What Reproducibility Crisis?

It’s not a great term, the “reproducibility crisis”.

Most don’t think we are actually in a crisis, but I thought that by now practically everyone in various scientific fields had heard of it. In the last few years the reproducibility issue has been covered several times by Nature News, by major newspapers such as the New York Times, and by countless websites, often with truly crisis-level headlines. I first blogged about it in 2012, and it wasn’t new then.

The heart of the issue is that large-scale replication attempts usually fail to reproduce the findings of the original studies. Or at least, they fail to yield the statistically significant finding that the original study did, suggesting either that the original study did not have much statistical power and the original authors got lucky, or it’s a spurious result, or the effect of interest is not very robust to the methodological variation associated with replication attempts. Across preclinical cancer research, economics, and experimental psychology, the results have been similarly depressing. As an editor I’ve been involved in two attempts to replicate individual studies, and both yielded null results (one on ego depletion, and one on how grammatical aspect affects judgments about a criminal).

There are certainly people (Harvard professors, in fact) who still say that “the reproducibility of psychological science is quite high and, in fact, statistically indistinguishable from 100%”. But if you had asked me how many psychology academics believe that it is a significant problem I would have said at least half.

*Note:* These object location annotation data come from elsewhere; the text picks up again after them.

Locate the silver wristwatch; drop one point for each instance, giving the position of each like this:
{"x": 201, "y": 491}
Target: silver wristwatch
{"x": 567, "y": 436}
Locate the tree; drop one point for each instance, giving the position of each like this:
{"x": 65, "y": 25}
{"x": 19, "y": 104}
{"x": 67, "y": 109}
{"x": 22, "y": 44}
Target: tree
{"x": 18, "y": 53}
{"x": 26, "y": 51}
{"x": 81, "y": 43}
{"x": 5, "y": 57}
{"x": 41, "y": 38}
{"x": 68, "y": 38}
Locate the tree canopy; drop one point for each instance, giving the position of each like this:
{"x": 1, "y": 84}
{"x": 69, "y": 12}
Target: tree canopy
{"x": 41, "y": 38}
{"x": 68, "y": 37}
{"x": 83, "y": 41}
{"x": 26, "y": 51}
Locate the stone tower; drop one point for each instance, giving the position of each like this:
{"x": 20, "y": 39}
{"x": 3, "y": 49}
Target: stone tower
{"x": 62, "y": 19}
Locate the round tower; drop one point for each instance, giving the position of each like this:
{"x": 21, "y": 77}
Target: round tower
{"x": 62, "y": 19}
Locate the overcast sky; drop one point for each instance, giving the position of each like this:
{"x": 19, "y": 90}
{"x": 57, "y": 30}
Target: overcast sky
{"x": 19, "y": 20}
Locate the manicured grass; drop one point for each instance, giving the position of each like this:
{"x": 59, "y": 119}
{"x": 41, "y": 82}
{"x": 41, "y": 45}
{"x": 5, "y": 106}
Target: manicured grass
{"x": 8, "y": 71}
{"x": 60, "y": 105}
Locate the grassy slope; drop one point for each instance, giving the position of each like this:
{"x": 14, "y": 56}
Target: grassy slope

Experimental psychology in particular has seen a raft of large-scale replication attempts and very public failures to replicate. Before the Reproducibility Project that attempted to replicate 100 studies, there was Many Labs 1. Now, Many Labs 2 has finished data collection and Many Labs 3 is in process. The conversations around replications have reached near-meme levels of rhetoric. If people in any area should have heard of the reproducibility crisis by now, it’s psychology researchers.

I find out about a lot of replication attempts on twitter, with reproducibility news showing up on my feed on a near-daily basis. I was wondering whether the reproducibility crisis is much of a thing to your average psychology academic. Note: your average psychology academic is not on twitter.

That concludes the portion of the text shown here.